Walking into Wilson’s Styling Shop feels like walking into a family living room. Whether in for a haircut or not, people come together here to share information and renew friendships. According to Homer Wilson, who succeeded his father as the shop’s owner, it’s always been this way. There are decades-old relationships rooted here. This extraordinary continuity was my first clue to check the assumptions I made about what is happening on Hot Corner. It is true that the area has changed. Brown’s Barber Shop, two doors over from Wilson’s, is the only other business still operated by the same family who ran it when Wilson’s father began running his shop over fifty years ago. Surrounding these historic businesses are bars and restaurants that cater to people representative of the vanguard of gentrification in many urban settings around the country: a relatively young, relatively white crowd of artists, students, and service industry folks. While I fall firmly within no fewer than four of these categories, I saw these changes as net losses. I saw them as indications of displacement, evidence of the erasure of a history. In his gentle and good-natured way, Homer Wilson let me know that I was wrong.

Hear for yourself, by listening to the interview from Clip from 49:30-52:15 on our SoundCloud page (below) or by clicking HERE to visit OHMS



While the makeup of today’s Hot Corner strays from tradition, the spirit here--and the history undergirding it--is far from gone. It was easy for me to look at Hot Corner from the outside and lament a perceived loss. When I talked with Wilson, however, the picture became vastly more complex. To suggest that the significance of Hot Corner could simply be erased is to underestimate the power imbued in its people and its businesses and its barstools. It probably doesn't hurt that the Wilsons maintain ownership of the space they lease to The World Famous or that the Wade family still owns the Manhattan Cafe building. Across the street, the Morton Theater testifies to the vision, business acumen, and artistic clout of black Athenians from the early 20th century to the present. But equally important, as Wilson puts it, there is an enduring “vibe” on Hot Corner. The buzz of clippers from the Corner barber shops has left permanent aural imprints on the brick walls. The footsteps of the teenagers who led the local civil rights movement in the 1960s have etched courage into the pavement. Now, as Wilson sees it, “the spirit” has found its way into neighbors such as Joey Tatum, who has run the Manhattan Cafe for twenty years and Little Kings Shuffle Club for ten. Newcomers have made their own contributions. DJ Mahogany, for example, has spent the past decade at Little Kings supplementing the bass line beneath Hot Corner’s history.

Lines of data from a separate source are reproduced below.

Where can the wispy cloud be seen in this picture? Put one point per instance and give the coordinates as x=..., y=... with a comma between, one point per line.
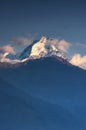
x=81, y=45
x=7, y=49
x=79, y=60
x=60, y=44
x=22, y=41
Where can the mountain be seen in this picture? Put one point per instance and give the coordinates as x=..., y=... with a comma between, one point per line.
x=41, y=48
x=42, y=94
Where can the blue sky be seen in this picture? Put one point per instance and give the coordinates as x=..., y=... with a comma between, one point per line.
x=62, y=19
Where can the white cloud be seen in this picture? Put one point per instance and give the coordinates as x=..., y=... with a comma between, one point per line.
x=60, y=44
x=22, y=41
x=8, y=49
x=81, y=45
x=79, y=60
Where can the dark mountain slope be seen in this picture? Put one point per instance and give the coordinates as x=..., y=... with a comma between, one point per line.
x=58, y=93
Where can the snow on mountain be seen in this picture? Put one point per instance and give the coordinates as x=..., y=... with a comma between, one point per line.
x=40, y=49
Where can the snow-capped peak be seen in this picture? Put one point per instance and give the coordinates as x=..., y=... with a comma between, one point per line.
x=45, y=48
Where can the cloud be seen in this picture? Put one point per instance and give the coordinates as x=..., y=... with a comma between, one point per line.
x=7, y=49
x=60, y=44
x=22, y=41
x=81, y=45
x=79, y=60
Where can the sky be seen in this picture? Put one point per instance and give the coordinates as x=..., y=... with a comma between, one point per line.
x=61, y=19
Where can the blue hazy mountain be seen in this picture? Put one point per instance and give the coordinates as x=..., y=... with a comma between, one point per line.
x=48, y=93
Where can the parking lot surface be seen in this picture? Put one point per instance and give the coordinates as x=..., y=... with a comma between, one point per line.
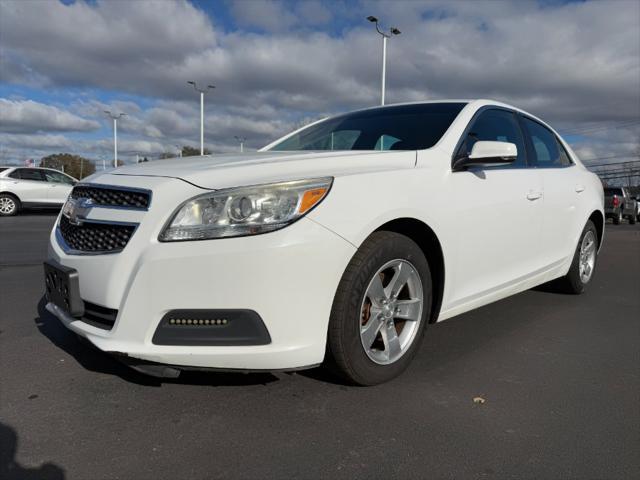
x=559, y=375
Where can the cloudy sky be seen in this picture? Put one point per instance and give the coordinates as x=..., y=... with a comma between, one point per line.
x=276, y=64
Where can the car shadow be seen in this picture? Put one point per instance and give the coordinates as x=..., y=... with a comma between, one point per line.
x=10, y=469
x=31, y=212
x=93, y=359
x=445, y=343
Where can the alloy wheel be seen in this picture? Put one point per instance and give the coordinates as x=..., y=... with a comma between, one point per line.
x=391, y=311
x=587, y=257
x=7, y=205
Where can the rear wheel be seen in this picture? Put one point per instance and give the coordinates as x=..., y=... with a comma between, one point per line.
x=380, y=310
x=584, y=262
x=9, y=205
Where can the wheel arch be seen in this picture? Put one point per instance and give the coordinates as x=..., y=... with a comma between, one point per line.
x=597, y=217
x=428, y=241
x=6, y=192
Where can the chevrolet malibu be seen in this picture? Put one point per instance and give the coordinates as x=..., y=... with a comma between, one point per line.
x=338, y=243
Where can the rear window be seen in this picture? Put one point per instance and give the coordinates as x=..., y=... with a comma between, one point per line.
x=399, y=127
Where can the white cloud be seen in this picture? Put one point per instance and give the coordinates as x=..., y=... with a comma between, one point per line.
x=18, y=116
x=571, y=64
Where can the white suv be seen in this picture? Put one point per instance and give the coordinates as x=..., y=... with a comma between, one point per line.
x=339, y=242
x=30, y=187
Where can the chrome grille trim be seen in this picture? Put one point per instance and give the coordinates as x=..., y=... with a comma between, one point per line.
x=66, y=244
x=113, y=196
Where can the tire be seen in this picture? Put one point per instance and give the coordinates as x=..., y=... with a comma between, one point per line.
x=574, y=282
x=9, y=205
x=382, y=256
x=618, y=218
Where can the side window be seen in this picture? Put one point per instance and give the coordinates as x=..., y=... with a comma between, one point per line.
x=56, y=177
x=28, y=174
x=547, y=150
x=497, y=126
x=386, y=142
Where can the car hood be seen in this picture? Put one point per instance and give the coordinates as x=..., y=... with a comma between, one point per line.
x=230, y=170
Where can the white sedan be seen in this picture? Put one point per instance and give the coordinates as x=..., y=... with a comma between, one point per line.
x=338, y=243
x=31, y=187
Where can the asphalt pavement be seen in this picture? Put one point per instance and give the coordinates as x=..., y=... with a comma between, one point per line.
x=560, y=376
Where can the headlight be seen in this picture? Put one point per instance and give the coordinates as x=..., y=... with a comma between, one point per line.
x=244, y=211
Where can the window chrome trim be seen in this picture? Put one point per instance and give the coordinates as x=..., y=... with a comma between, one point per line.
x=71, y=251
x=116, y=187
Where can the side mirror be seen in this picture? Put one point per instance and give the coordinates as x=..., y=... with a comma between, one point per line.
x=486, y=154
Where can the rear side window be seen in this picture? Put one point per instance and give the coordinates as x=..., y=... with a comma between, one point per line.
x=56, y=177
x=547, y=150
x=28, y=174
x=497, y=126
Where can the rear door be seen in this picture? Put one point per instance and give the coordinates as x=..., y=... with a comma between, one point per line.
x=563, y=190
x=29, y=185
x=59, y=186
x=498, y=213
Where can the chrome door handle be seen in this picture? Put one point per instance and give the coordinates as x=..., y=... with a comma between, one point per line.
x=534, y=195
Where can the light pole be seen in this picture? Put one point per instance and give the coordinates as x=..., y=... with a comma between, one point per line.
x=115, y=135
x=202, y=92
x=385, y=36
x=241, y=140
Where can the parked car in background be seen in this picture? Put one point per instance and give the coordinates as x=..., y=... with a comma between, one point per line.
x=619, y=204
x=32, y=187
x=337, y=243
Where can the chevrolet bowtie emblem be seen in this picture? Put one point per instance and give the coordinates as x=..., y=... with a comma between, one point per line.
x=77, y=209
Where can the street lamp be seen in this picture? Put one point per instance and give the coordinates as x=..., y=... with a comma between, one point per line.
x=202, y=92
x=241, y=140
x=385, y=36
x=115, y=135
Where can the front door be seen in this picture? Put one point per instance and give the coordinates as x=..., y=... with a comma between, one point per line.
x=499, y=211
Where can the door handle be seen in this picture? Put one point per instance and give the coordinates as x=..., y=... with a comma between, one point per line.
x=534, y=195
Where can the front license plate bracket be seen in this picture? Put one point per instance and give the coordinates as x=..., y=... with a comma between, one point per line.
x=62, y=286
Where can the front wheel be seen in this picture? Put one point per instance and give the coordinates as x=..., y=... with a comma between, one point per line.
x=584, y=262
x=380, y=310
x=618, y=218
x=9, y=205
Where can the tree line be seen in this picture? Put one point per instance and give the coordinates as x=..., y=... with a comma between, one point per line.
x=80, y=167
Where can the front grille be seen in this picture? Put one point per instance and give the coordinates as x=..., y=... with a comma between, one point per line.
x=113, y=196
x=100, y=317
x=95, y=237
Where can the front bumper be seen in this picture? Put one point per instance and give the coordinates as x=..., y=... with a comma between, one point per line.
x=289, y=277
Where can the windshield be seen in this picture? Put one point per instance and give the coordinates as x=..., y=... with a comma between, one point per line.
x=400, y=127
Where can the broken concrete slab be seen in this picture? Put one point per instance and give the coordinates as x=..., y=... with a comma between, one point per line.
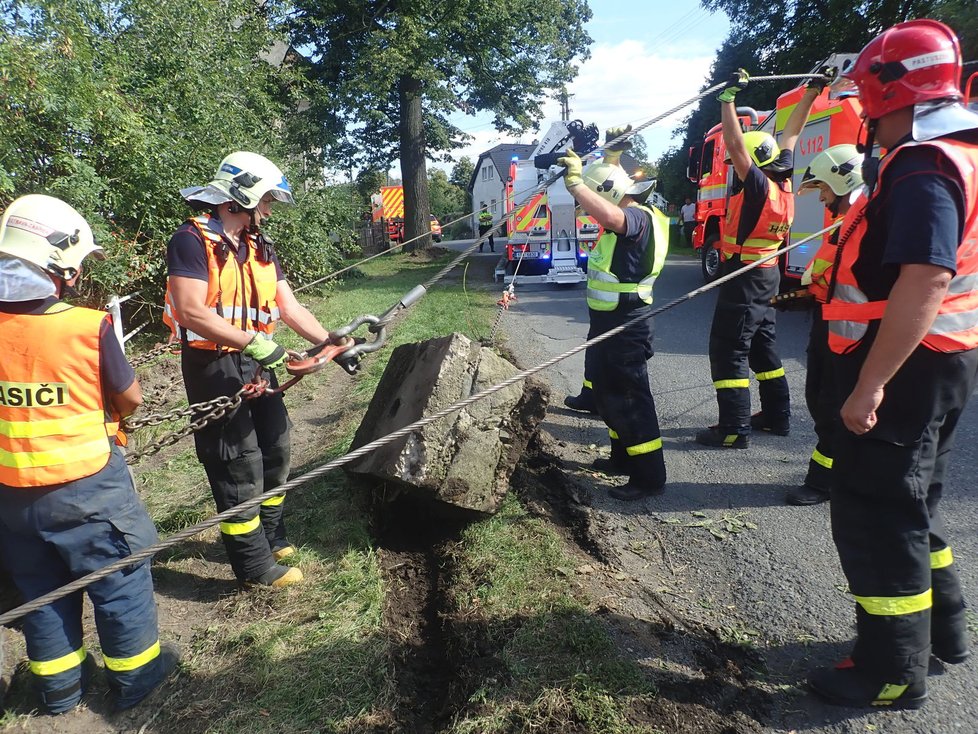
x=465, y=459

None of this is to suggest that all change is welcome. There are people in Athens, and undoubtedly on Hot Corner, who would be justified in feeling that new trends and new arrivals are encroaching on the communities they have created in the face of discrimination and hardship. It’s important to be aware of the backstory beneath our feet in order to honor the aspirations of the people who laid the foundations on which we stand. It is for this reason that the Wilsons, the Browns, and others with historical ties to the business district founded the Hot Corner Association in 2000. Their aim is to ensure that people learn the history of this place. The Association also works to encourage minority entrepreneurship in downtown Athens, because the descendents of the people who turned Hot Corner into a regional center for black culture and commerce know the value of working for themselves and serving their community.

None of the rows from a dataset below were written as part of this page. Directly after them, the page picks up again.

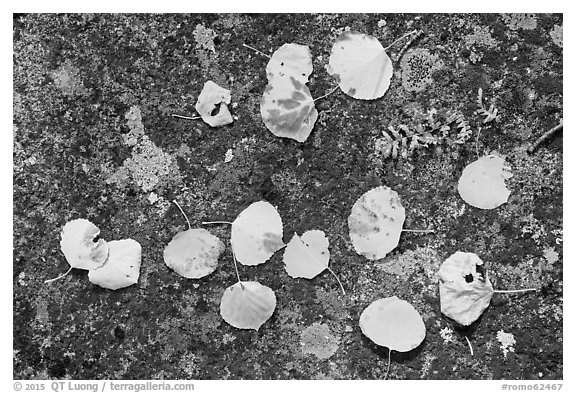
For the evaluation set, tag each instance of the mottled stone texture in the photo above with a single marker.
(94, 138)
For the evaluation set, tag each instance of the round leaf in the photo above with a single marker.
(375, 222)
(290, 60)
(465, 291)
(307, 256)
(361, 66)
(482, 182)
(211, 96)
(393, 323)
(193, 253)
(256, 234)
(79, 247)
(122, 268)
(287, 109)
(247, 305)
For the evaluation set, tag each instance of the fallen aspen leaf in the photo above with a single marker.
(122, 268)
(193, 253)
(290, 60)
(465, 291)
(307, 256)
(375, 222)
(287, 108)
(393, 323)
(256, 233)
(211, 96)
(247, 305)
(79, 247)
(360, 65)
(482, 182)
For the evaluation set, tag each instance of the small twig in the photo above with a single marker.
(59, 277)
(546, 135)
(515, 290)
(327, 94)
(337, 279)
(469, 346)
(184, 214)
(401, 38)
(256, 50)
(186, 117)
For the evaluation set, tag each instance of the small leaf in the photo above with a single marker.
(290, 60)
(211, 96)
(482, 182)
(307, 256)
(256, 233)
(361, 66)
(288, 109)
(122, 268)
(193, 253)
(79, 247)
(465, 291)
(393, 323)
(375, 222)
(247, 305)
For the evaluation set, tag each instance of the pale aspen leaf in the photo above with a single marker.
(375, 222)
(193, 253)
(79, 247)
(256, 233)
(482, 182)
(360, 65)
(307, 256)
(465, 290)
(290, 60)
(393, 323)
(288, 109)
(211, 96)
(122, 268)
(247, 304)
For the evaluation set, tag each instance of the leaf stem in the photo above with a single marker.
(469, 345)
(477, 138)
(401, 38)
(216, 222)
(256, 50)
(186, 117)
(388, 369)
(515, 290)
(59, 277)
(184, 214)
(337, 279)
(327, 94)
(236, 268)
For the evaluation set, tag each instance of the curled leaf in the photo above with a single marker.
(290, 60)
(256, 233)
(307, 256)
(193, 253)
(79, 247)
(247, 305)
(122, 268)
(482, 182)
(465, 291)
(360, 65)
(393, 323)
(211, 96)
(375, 222)
(287, 109)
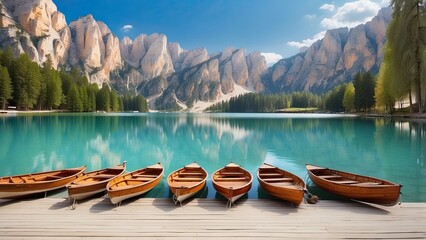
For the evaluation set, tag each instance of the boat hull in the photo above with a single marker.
(291, 194)
(232, 182)
(186, 182)
(290, 188)
(379, 191)
(93, 182)
(131, 184)
(37, 182)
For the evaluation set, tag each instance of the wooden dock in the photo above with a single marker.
(51, 218)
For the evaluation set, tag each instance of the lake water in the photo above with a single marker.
(394, 150)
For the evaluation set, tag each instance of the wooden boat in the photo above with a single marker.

As painful as it can be, change is in the nature of cities. Wilson understands this fickleness. He watched as other shops moved to bigger spaces on major thoroughfares, creeping outward to malls and planned shopping centers. Heeding his father’s advice to stay downtown, he is now watching business owners eagerly seek out more central locations. Wilson seems unphased by these shifts. Perhaps this is because he knows that on Hot Corner, the spirit is strong enough to shape whatever form change takes.